Ужасно стариком быть без седин...
[33]
—
но
и в этой, безысходной для позднеромантического героя ситуации, эмблема знает,
как ему поступить, вполне дельно советуя ему на манер Чернышевского: " ты
отсеки от себя все, что стало бесплодным вследствие ошибок..." (см. № 388
и коммент.).
Не следует
видеть в этих странных сближениях, которые неизбежно совершит всякий читатель
ЭиС, тривиальные заимствования или какие-то мистические
"предвосхищения": ведь вы держите в руках, по сути дела, русский словарь поэтических образов, а
глупо говорить, что кто-то что-то заимствовал из словаря, или что словарь предвосхитил чьи-то
слова. То же, что этот словарь совершенно не русский и к тому же возник прежде
самой русской литературы, быть может, и не имеет никакого значения: тем яснее
выявляется вневременная сущность поэтического мотива, который в глубине своей
всегда есть анонимный топос, общее место. Основное значение эмблем для истории
литературы, вероятно, не в том, что они в какие-то моменты "влияли"
на конкретные сочинения конкретных авторов, что иногда и случалось, но в том,
что они, как никакой иной род текстов (в данном случае: текстов
изобразительно-словесных), выявили саму анонимно-вневременную природу мотива и
преподнесли нам этот анонимный мотив в чистоте и холоде его наготы.
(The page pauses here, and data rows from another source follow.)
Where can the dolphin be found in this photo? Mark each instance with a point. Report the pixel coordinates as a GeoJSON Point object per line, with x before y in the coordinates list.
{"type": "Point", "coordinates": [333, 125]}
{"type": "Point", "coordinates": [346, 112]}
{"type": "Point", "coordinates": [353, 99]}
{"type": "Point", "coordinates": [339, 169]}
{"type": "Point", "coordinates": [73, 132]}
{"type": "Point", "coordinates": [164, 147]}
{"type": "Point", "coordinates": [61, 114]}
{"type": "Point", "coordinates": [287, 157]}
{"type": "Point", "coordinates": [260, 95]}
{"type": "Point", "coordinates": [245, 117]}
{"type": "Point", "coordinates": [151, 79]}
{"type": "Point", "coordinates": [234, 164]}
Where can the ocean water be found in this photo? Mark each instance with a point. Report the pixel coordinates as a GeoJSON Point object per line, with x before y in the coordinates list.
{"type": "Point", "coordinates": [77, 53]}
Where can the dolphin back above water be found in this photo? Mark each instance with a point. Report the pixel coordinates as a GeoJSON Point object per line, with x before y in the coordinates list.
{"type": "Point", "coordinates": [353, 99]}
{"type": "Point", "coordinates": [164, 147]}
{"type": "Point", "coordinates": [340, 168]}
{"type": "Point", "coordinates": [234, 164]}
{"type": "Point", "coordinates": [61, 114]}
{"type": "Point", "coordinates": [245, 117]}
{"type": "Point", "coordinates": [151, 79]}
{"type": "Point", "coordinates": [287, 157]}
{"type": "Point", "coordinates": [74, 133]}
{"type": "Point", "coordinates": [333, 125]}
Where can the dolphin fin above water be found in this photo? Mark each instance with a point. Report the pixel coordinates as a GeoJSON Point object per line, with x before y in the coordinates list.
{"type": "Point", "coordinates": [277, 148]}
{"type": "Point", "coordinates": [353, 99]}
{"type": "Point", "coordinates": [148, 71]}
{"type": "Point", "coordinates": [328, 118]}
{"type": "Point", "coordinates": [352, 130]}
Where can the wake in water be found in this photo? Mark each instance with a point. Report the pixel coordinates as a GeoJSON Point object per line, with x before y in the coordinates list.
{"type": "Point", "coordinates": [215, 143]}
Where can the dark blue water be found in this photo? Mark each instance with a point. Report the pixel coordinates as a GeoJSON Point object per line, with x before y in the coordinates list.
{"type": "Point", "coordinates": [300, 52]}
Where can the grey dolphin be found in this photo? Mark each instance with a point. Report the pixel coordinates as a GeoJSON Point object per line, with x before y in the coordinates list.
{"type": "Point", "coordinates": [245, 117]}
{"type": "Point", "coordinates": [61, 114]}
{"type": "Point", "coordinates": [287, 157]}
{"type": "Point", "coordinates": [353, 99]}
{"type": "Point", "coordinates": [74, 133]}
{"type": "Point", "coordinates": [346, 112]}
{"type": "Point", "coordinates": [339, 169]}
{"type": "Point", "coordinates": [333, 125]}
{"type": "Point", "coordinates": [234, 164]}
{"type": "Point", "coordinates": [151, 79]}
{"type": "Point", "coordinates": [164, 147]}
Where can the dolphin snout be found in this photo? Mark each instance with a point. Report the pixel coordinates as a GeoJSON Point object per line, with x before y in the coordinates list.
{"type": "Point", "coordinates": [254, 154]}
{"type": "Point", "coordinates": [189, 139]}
Повторяя
уже использованную выше метафору, навеянную размышлениями патера Бугура, можно
сказать, что эмблематика в отношении к литературе играла роль аббревиатуры,
"дайджеста", собрания fins de choses, по удачному выражению того же
Бугура. Но на "дайджесты" не ссылаются, из них не
"заимствуют" в точном, сознательном смысле слова.
Эмблема — это
непосредственное присутствие в культуре "общего места" в его почти полной наготе; и все же на примере
эмблемы мы видим, что общее место оказалось не отвлеченным концептом, не
"схемой", лежащей за реальной литературой в каком-то ином измерении, "за вещами" или
"перед вещами", но живым организмом, имеющим в эмблеме свою, пусть и почти анонимную, жизнь; организмом, присутствующим тут же, рядом с литературным текстом, т.е. рядом с общим местом "воплощенным",
завуалированным, погруженным в какую-то лично-творческую и историческую среду.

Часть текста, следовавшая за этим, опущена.